In 1992, Mr. Bixby was named Virginia cochairman of the presidential campaign of the late Paul Tsongas. Later that year, Mr. Bixby became the first Virginia state director of the Concord Coalition, and in 1995 he was named national field director. In that capacity he helped to design Concord's popular DebtBusters exercise, in which people work together in small groups to devise their own plans for balancing the federal budget.
After two and a half years of directing Concord's extensive field organization, Mr. Bixby became policy director in 1997. As policy director he was involved in planning a series of national bipartisan forums on Social Security reform cosponsored by the Concord Coalition and AARP at the request of the Clinton administration. This work included preparation of Saving Social Security: A Framework for Reform, which was published by the Concord Coalition in conjunction with the bipartisan forums.
Mr. Bixby was named executive director of the Concord Coalition in October 1999. He frequently represents Concord's views on budget and entitlement reform policy at congressional hearings and in the national media.
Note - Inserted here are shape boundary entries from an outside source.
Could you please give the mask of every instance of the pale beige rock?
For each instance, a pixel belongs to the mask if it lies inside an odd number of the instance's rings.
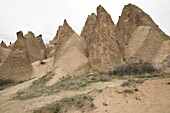
[[[2,63],[6,60],[6,58],[9,56],[11,52],[11,49],[7,49],[7,48],[3,48],[0,45],[0,66],[2,65]]]
[[[44,41],[42,39],[42,35],[37,36],[37,40],[41,48],[41,59],[47,59],[47,48],[45,47]]]
[[[90,66],[100,71],[112,70],[123,64],[123,43],[111,16],[102,6],[97,7],[97,15],[88,16],[81,32],[88,43]]]
[[[17,33],[14,47],[0,67],[0,78],[14,81],[26,80],[31,77],[32,65],[29,59],[26,41],[22,32]]]
[[[41,60],[41,47],[35,35],[29,31],[24,37],[26,37],[26,46],[30,61],[35,62],[37,60]]]
[[[63,26],[59,27],[55,40],[57,44],[53,69],[56,75],[47,85],[52,85],[67,75],[82,74],[88,68],[87,43],[72,30],[66,20]]]
[[[117,27],[125,41],[128,63],[142,61],[151,62],[157,68],[163,66],[163,60],[170,55],[170,38],[148,14],[135,5],[126,5]]]
[[[4,41],[2,41],[0,45],[1,45],[2,47],[4,47],[4,48],[7,48],[7,45],[5,44]]]

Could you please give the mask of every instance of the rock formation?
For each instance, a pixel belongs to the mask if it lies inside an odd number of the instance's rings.
[[[97,15],[92,13],[88,16],[81,36],[88,43],[88,58],[92,68],[107,71],[123,63],[123,40],[111,16],[102,6],[97,7]]]
[[[37,60],[42,60],[46,58],[45,56],[45,50],[43,49],[43,42],[42,39],[40,39],[40,42],[35,37],[35,35],[29,31],[25,36],[26,38],[26,46],[29,53],[29,58],[31,62],[35,62]]]
[[[11,49],[3,48],[0,45],[0,66],[6,60],[6,58],[9,56],[10,52],[11,52]]]
[[[8,58],[0,67],[0,78],[21,81],[30,78],[32,65],[23,33],[17,32],[17,40]]]
[[[53,69],[57,78],[81,74],[88,68],[87,43],[83,37],[72,30],[66,20],[63,26],[59,27],[54,40],[56,50]],[[49,81],[49,85],[57,81],[55,76]]]
[[[7,48],[7,45],[5,44],[4,41],[2,41],[0,45],[1,45],[2,47],[4,47],[4,48]]]
[[[37,40],[39,42],[40,48],[41,48],[41,59],[47,58],[47,48],[45,47],[44,41],[42,39],[42,35],[37,36]]]
[[[151,17],[135,5],[124,7],[117,28],[125,41],[128,62],[161,62],[170,55],[170,38],[154,23]]]

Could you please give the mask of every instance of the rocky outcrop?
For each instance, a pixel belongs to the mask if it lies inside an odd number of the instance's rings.
[[[41,59],[47,59],[47,48],[45,47],[42,35],[37,36],[37,40],[41,48]]]
[[[88,16],[81,36],[88,43],[88,58],[92,68],[107,71],[123,64],[124,41],[102,6],[97,7],[97,15],[92,13]]]
[[[46,53],[45,48],[43,47],[42,37],[36,38],[31,31],[29,31],[24,37],[26,38],[26,46],[30,61],[33,63],[37,60],[45,59]]]
[[[117,28],[125,41],[129,63],[151,62],[161,67],[163,59],[170,55],[170,38],[137,6],[128,4],[124,7]]]
[[[9,56],[11,49],[4,48],[0,45],[0,66]]]
[[[7,48],[7,45],[5,44],[4,41],[2,41],[0,45],[1,45],[2,47],[4,47],[4,48]]]
[[[87,43],[83,37],[77,35],[72,28],[64,21],[54,38],[56,50],[54,55],[53,69],[56,75],[48,85],[55,83],[66,75],[78,75],[88,68]]]
[[[22,32],[17,32],[14,47],[0,67],[0,78],[21,81],[30,78],[32,65]]]

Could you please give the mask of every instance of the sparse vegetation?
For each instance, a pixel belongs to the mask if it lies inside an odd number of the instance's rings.
[[[67,113],[71,109],[79,109],[83,112],[84,110],[92,110],[94,108],[93,97],[77,95],[41,107],[35,110],[34,113]]]
[[[17,96],[14,98],[20,100],[31,99],[35,97],[40,97],[45,94],[54,94],[66,90],[79,90],[81,88],[89,86],[92,83],[107,82],[112,80],[111,76],[102,75],[95,70],[90,70],[84,75],[72,77],[68,76],[52,86],[46,86],[45,83],[54,75],[55,74],[53,72],[47,73],[42,78],[33,82],[33,84],[29,88],[17,92]]]
[[[150,64],[146,63],[146,67],[144,66],[144,64],[137,64],[137,67],[135,67],[135,65],[132,66],[127,66],[127,69],[130,69],[129,72],[127,72],[126,68],[124,70],[124,72],[122,73],[126,73],[127,74],[134,74],[134,75],[119,75],[119,72],[121,72],[120,70],[116,70],[114,72],[116,72],[115,75],[112,74],[106,74],[106,73],[101,73],[97,70],[93,70],[93,69],[89,69],[89,71],[87,71],[85,74],[80,75],[80,76],[67,76],[62,78],[59,82],[55,83],[52,86],[46,86],[46,82],[48,80],[50,80],[55,73],[53,72],[49,72],[47,73],[45,76],[43,76],[42,78],[38,79],[37,81],[33,82],[33,84],[22,91],[19,91],[17,93],[17,96],[15,97],[16,99],[20,99],[20,100],[25,100],[25,99],[31,99],[31,98],[36,98],[36,97],[40,97],[42,95],[49,95],[49,94],[54,94],[54,93],[59,93],[61,91],[67,91],[67,90],[79,90],[82,88],[85,88],[93,83],[96,82],[108,82],[108,81],[112,81],[113,79],[130,79],[130,77],[133,78],[140,78],[139,80],[135,80],[135,81],[127,81],[126,83],[123,83],[122,86],[128,86],[131,85],[132,82],[135,82],[137,84],[142,84],[146,78],[150,78],[150,77],[155,77],[155,73],[158,73],[157,75],[161,75],[162,74],[154,69],[152,66],[150,66]],[[142,67],[140,67],[142,66]],[[143,67],[144,66],[144,67]],[[138,69],[138,68],[142,68],[142,69]],[[148,68],[148,69],[147,69]],[[137,69],[137,71],[133,72],[135,69]],[[138,77],[140,74],[144,77]],[[148,74],[148,73],[149,74]],[[138,73],[138,76],[135,75],[135,73]],[[145,73],[145,74],[143,74]],[[151,74],[152,73],[152,74]]]
[[[160,73],[159,70],[154,68],[151,63],[132,63],[120,66],[113,71],[109,71],[108,75],[144,75],[144,74],[152,74]],[[140,77],[139,76],[139,77]]]
[[[10,79],[0,79],[0,90],[4,90],[6,88],[21,84],[23,82],[25,82],[25,81],[15,82],[15,81],[10,80]]]
[[[126,86],[130,86],[130,85],[132,85],[132,84],[134,84],[134,83],[143,84],[143,82],[144,82],[145,80],[147,80],[147,79],[127,80],[127,81],[123,82],[123,83],[121,84],[121,86],[126,87]]]
[[[168,82],[168,83],[166,83],[166,84],[170,85],[170,82]]]

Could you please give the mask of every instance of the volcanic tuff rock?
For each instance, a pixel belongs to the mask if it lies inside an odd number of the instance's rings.
[[[0,66],[1,66],[1,63],[3,63],[6,60],[10,52],[11,52],[11,49],[3,48],[0,45]]]
[[[77,35],[64,20],[63,26],[60,26],[57,35],[54,38],[56,50],[54,55],[53,69],[56,78],[66,75],[77,75],[83,73],[88,66],[87,43],[83,37]],[[57,81],[49,81],[51,85]]]
[[[15,81],[30,78],[32,65],[29,59],[26,41],[23,33],[17,32],[17,40],[8,58],[0,67],[0,78]]]
[[[7,45],[5,44],[4,41],[2,41],[0,45],[1,45],[2,47],[4,47],[4,48],[7,48]]]
[[[88,43],[88,58],[92,68],[107,71],[123,64],[123,40],[111,16],[100,5],[97,15],[88,16],[81,32]]]
[[[26,38],[26,46],[28,49],[30,61],[35,62],[37,60],[44,59],[45,53],[42,53],[42,42],[39,42],[31,31],[29,31],[24,37]]]
[[[161,62],[170,55],[170,38],[137,6],[124,7],[117,28],[125,41],[128,62],[151,62],[161,67]]]
[[[47,59],[47,48],[45,47],[42,35],[37,36],[37,40],[41,48],[41,59]]]

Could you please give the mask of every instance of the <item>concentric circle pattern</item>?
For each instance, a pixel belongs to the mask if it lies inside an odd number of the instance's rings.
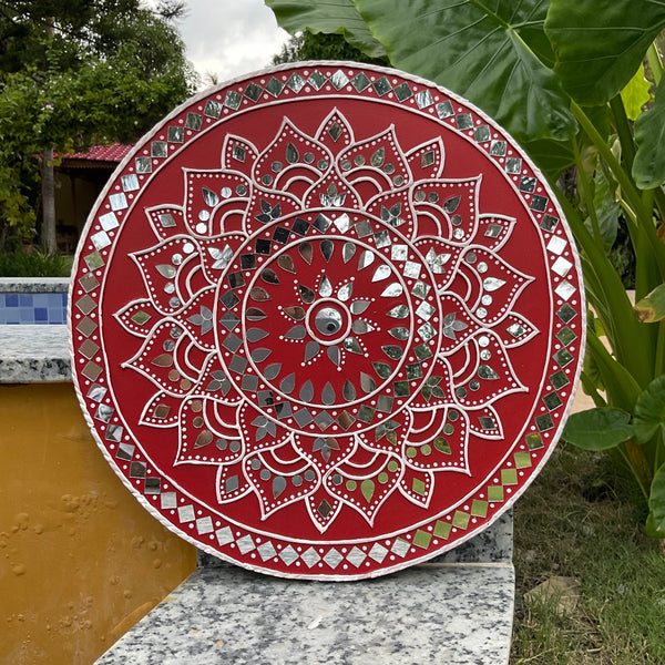
[[[340,63],[187,102],[121,164],[71,288],[123,482],[201,549],[366,577],[452,548],[564,423],[584,301],[544,180],[468,102]]]

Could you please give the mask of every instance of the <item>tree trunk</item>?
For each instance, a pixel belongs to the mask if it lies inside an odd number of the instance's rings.
[[[42,165],[42,228],[41,241],[44,249],[57,252],[55,241],[55,178],[53,174],[53,149],[43,154]]]

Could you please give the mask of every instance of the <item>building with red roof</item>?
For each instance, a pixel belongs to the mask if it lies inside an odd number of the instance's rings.
[[[94,145],[62,156],[55,167],[55,235],[58,248],[73,254],[88,215],[131,145]]]

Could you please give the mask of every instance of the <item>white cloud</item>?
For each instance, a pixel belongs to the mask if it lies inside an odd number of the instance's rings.
[[[269,65],[288,39],[263,0],[187,0],[177,24],[187,59],[219,83]]]

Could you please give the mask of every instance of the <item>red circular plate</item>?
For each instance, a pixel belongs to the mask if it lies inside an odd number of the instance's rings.
[[[171,530],[243,566],[379,575],[452,548],[559,437],[584,301],[552,192],[434,84],[259,72],[171,114],[91,214],[83,411]]]

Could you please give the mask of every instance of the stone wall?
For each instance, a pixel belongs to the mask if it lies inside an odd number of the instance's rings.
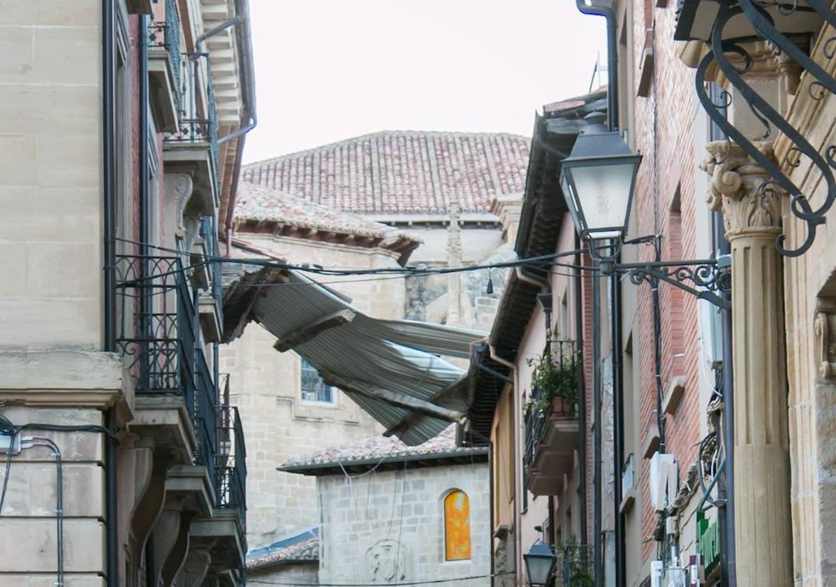
[[[319,581],[391,582],[383,579],[390,557],[400,561],[398,582],[489,574],[487,487],[487,463],[398,469],[352,479],[319,477]],[[443,499],[452,489],[470,498],[470,560],[445,560]],[[456,584],[487,587],[491,579],[460,579]]]
[[[100,10],[3,7],[0,347],[101,345]]]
Since 1938, the Louis Finkelstein Institute for Religious and Social Studies has maintained an innovative interfaith and intergroup relations program that emphasizes conversation among diverse communities about matters of public significance. The program's ability to unite voices from different academic, social, and religious communities has resulted in unique conferences and interfaith cooperation. It has also brought the relevance of Judaism and other religions to prominence in scholarship on ethical, public-policy, and scientific issues.